Mon met rapidement ingurgité, je posai mon regard sur une seconde poche de sang, mais mon père se posta devant moi au moment où j'allais empoigner la boisson. Je le regardai froidement tandis qu'un grognement monta du fond de ma gorge, mais ne protestai pas. Les secondes s'égrenaient, interminables. Finalement, ma mère s'avança, la mine jubileuse, et déclara sans s'embourber d'avant-propos :

- Je constate que tu te contrôle bien. Très bien même. Tu es donc apte à retourner au lycée dès lundi.

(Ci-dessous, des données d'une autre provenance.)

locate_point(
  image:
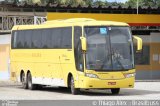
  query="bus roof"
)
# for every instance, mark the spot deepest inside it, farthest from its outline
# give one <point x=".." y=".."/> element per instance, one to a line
<point x="70" y="22"/>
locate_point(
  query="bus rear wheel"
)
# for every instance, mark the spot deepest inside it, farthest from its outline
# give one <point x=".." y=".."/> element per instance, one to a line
<point x="30" y="85"/>
<point x="74" y="90"/>
<point x="24" y="81"/>
<point x="115" y="91"/>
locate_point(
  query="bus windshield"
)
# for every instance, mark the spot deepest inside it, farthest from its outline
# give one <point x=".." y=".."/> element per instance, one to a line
<point x="109" y="48"/>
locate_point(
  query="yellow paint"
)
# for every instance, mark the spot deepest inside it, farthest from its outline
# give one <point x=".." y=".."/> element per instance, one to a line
<point x="128" y="18"/>
<point x="58" y="63"/>
<point x="4" y="57"/>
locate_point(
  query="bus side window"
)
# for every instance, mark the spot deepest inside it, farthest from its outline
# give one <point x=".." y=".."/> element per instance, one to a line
<point x="77" y="49"/>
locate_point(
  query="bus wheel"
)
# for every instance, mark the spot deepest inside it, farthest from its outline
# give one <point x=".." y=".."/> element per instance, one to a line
<point x="24" y="81"/>
<point x="115" y="91"/>
<point x="74" y="90"/>
<point x="30" y="85"/>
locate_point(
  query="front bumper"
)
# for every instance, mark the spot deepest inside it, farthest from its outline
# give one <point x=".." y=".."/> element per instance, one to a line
<point x="94" y="83"/>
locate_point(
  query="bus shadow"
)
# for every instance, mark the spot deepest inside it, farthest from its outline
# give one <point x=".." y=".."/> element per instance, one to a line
<point x="123" y="92"/>
<point x="94" y="92"/>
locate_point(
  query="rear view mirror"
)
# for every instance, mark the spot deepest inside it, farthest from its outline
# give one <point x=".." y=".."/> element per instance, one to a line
<point x="84" y="44"/>
<point x="139" y="42"/>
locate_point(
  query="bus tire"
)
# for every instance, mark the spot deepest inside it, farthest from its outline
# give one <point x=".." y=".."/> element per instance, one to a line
<point x="74" y="90"/>
<point x="115" y="91"/>
<point x="24" y="81"/>
<point x="30" y="85"/>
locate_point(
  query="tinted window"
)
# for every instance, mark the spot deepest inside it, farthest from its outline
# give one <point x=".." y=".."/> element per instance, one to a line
<point x="66" y="35"/>
<point x="27" y="36"/>
<point x="56" y="37"/>
<point x="46" y="38"/>
<point x="43" y="38"/>
<point x="36" y="38"/>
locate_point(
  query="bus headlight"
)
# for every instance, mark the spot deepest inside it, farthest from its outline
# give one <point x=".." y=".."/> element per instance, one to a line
<point x="128" y="75"/>
<point x="91" y="75"/>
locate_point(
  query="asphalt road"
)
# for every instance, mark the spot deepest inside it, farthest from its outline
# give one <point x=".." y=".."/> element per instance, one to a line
<point x="141" y="91"/>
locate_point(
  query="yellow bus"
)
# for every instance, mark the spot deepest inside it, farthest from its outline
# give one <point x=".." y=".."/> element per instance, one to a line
<point x="78" y="53"/>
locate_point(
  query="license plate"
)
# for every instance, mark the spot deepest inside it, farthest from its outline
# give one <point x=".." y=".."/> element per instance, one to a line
<point x="111" y="83"/>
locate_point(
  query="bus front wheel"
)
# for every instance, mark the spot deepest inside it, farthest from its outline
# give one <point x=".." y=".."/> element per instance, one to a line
<point x="74" y="90"/>
<point x="115" y="91"/>
<point x="30" y="85"/>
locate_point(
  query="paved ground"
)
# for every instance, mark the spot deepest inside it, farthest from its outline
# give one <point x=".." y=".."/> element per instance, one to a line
<point x="142" y="90"/>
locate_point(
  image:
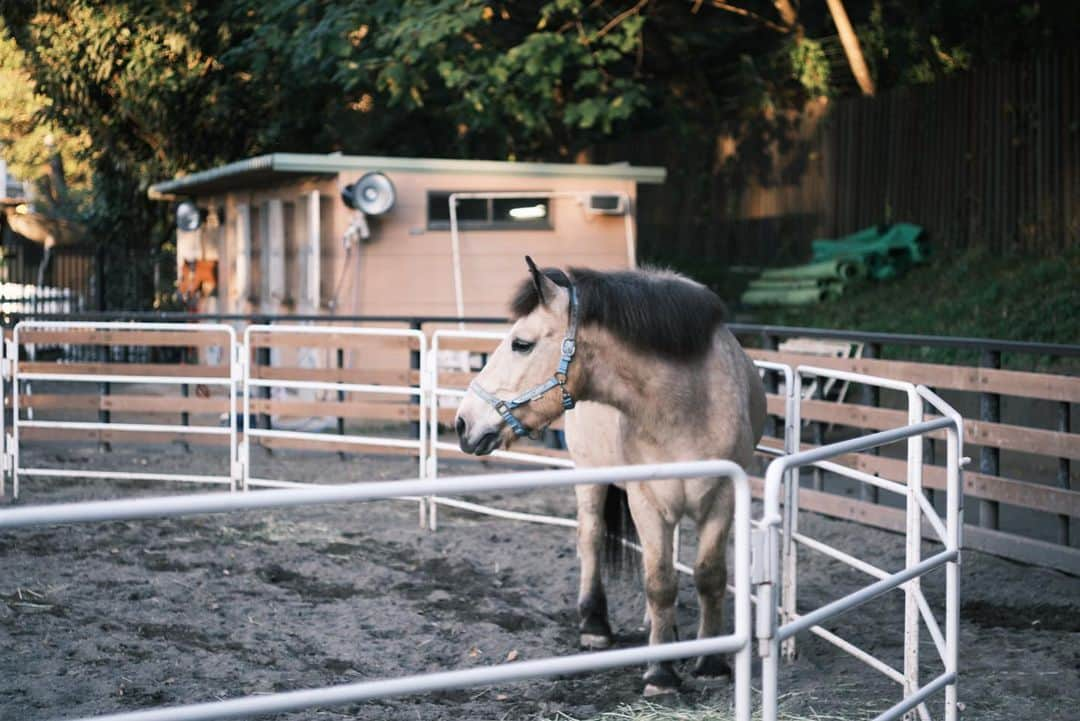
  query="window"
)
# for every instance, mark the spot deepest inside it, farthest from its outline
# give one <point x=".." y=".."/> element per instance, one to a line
<point x="522" y="213"/>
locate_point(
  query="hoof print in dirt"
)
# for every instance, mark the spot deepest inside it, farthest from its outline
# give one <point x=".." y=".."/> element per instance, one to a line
<point x="661" y="680"/>
<point x="711" y="667"/>
<point x="595" y="641"/>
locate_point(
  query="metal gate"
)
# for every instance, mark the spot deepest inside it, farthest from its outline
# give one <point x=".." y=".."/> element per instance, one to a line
<point x="110" y="377"/>
<point x="338" y="381"/>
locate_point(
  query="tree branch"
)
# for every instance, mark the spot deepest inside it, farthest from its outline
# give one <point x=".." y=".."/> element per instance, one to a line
<point x="619" y="18"/>
<point x="719" y="4"/>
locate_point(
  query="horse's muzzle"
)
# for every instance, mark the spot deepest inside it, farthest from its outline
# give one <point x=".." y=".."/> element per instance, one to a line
<point x="482" y="446"/>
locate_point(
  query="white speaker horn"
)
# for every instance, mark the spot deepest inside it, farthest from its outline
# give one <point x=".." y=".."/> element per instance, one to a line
<point x="373" y="194"/>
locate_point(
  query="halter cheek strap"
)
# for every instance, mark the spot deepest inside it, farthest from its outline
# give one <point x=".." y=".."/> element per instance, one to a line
<point x="505" y="408"/>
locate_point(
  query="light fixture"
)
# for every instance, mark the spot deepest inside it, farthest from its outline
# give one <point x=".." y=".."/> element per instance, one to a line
<point x="188" y="216"/>
<point x="529" y="212"/>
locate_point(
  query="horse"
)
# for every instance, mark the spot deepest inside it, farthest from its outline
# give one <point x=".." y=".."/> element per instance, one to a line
<point x="660" y="378"/>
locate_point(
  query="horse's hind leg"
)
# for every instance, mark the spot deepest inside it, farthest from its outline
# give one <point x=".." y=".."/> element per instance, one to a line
<point x="711" y="579"/>
<point x="595" y="633"/>
<point x="661" y="589"/>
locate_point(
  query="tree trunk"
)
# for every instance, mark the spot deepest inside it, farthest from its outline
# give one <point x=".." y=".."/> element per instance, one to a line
<point x="851" y="46"/>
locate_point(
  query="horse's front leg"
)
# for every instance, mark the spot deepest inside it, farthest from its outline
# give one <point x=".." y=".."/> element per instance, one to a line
<point x="711" y="577"/>
<point x="594" y="629"/>
<point x="661" y="588"/>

J'étais outrée. Je ne pus régir durant un long instant, tellement choquée par son changement d'avis si soudain. Je restai plantée là, le visage tourné à moitié vers ma mère. Ils m'avaient tendu un piège ! Une frénésie dévastatrice s'empara de moi, coulant fièrement et durement dans mes veines. Quelques secondes plus tôt, elle était entièrement de mon côté, s'opposant à mon père. À ce moment, je la méprisai. Ma vivacité due à mon repas n'avait pas disparu. Suite à la colère, mes yeux étaient rouges, et les veines saillantes étaient apparues en même temps que mes crocs étaient descendus. J'aurais dû être repoussante, mais au lieu de ça, ma mère se livra à un regard plein de sous-entendus et de dominance de ses yeux couleur ambre, miroitant comme du feu. Prenant son regard comme menace, je me jetai sur elle, de toutes mes forces, animée par un hurlement de rage.

Je plantai mes crocs dans son cou pour lui déchiqueter la chair, puis je la soulevai du sol tout en l'étranglant. Jamais je n'avais eu autant de puissance. C'était fort plaisant de se sentir si forte. Mes crocs étaient toujours aussi apparents tout comme ceux de ma mère, et j'émis un long grognement furieux.

L'air lui manqua et ce fut à ce moment que mon père entra en scène. Avant cela, il était resté figé j'ignorais pour quelle raison à nous contempler de ses yeux effrayés et paralysés. Ça ne lui ressemblait pas, de perdre son sang-froid.

En un clin d'œil, il me prit par les bras qu'il me brisa au niveau des épaules et m'envoya valdinguer contre l'étagère au fond de la pièce. Je reçus un choc violent sur la nuque, alors que la douleur fusait dans tout mon corps, aiguisée par le heurt du meuble en acajou. Je ne parvenais plus à respirer. Je fermai les yeux le temps de reprendre des forces, en attendant que mes os se ressoudent. Lorsque je les rouvris, ma mère était assise par terre sur le tapis aux teintes claires, peint de multiples motifs orientaux. Mon père à ses côtés, la réconfortait en lui passant sa main dans le dos, et en lui donnant de son sang.

Il lui faisait reprendre des forces en la nourrissant alors que rien de grave ne lui était arrivé. À part la profonde blessure que tu lui as infligé, se sentit obligée d'ajouter une petite voix.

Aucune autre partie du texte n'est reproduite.